My Graveyard of Unfinished Projects... Is not a bad thing.

I've decided not to worry about "sticking to one project."  At all.  When a new idea hits me, I'm just going to run with it.


I used to, like TheMeatly here, think this was a problem; but it's really not.  Writers keep journals and switch projects mid-story all the time.  They don't always just work on one project until it's finished. The creative mind just doesn't work that way.

In Indie Game the Movie one developer (I don't remember if it's the guy who made Ted or Super Meat Boy, said something like "My hard drive is a graveyard..." of ideas that were never finished...

Well mine too.  Check this out...







Those screenshots represent about 1/10th the amount of gamedev projects I have started or mostly completed. These are just the ones I could easily find a screenshot for right now.

I could tell he felt the same way I did: like those unfinished projects were failures... a huge waste of time. But what great writer publishes everything he or she writes? What painter has every sketch in a show or museum (before he or she is dead I mean). They are journal entries.. sketches.. .and from every single one of them I learned something, I figured out something...I got something I could take and use elsewhere. Or I might just come back to it someday. Hell, I could have just as easily been watching a reality show on Netflix.

I was just reading On Writing: A Memoir of the Craft by Stephen King, and the stuff he says about writing seems eerily similar to what I've discovered about indie solo game development.

Check out these quotes, and replace "writing" with "game dev."

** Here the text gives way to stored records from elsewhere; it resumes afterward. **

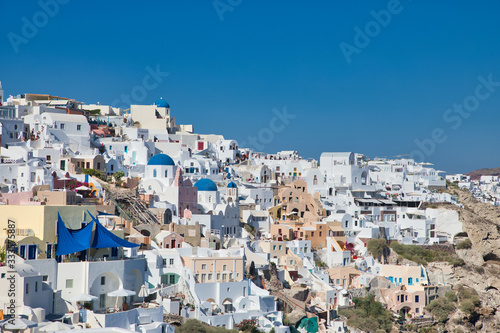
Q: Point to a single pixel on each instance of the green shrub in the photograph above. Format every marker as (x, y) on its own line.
(118, 174)
(465, 244)
(467, 306)
(441, 308)
(92, 172)
(368, 315)
(451, 296)
(456, 262)
(376, 247)
(193, 325)
(420, 255)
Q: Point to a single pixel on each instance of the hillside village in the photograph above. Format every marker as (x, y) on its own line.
(126, 219)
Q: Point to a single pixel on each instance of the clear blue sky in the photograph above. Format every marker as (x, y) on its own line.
(226, 76)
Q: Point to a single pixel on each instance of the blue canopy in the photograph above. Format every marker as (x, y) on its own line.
(83, 235)
(105, 238)
(66, 243)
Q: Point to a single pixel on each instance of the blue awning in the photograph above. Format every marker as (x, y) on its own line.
(83, 235)
(105, 238)
(66, 243)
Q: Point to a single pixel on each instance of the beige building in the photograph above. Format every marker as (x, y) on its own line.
(401, 299)
(80, 163)
(294, 204)
(345, 277)
(215, 269)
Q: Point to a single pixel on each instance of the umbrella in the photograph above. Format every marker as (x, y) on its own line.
(18, 324)
(64, 179)
(55, 326)
(121, 293)
(143, 293)
(84, 298)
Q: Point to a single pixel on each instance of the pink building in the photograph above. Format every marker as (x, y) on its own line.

http://positivewriter.com/quotes-on-writing-stephen-king/


"Sometimes you have to go on when you don’t feel like it, and sometimes you’re doing good work when it feels like all you’re managing is to shovel shit from a sitting position."
"Amateurs sit and wait for inspiration, the rest of us just get up and go to work."
"When you write a book, you spend day after day scanning and identifying the trees. When you’re done, you have to step back and look at the forest. "
"Description begins in the writer’s imagination, but should finish in the reader’s."
"Writing is a lonely job. Having someone who believes in you makes a lot of difference."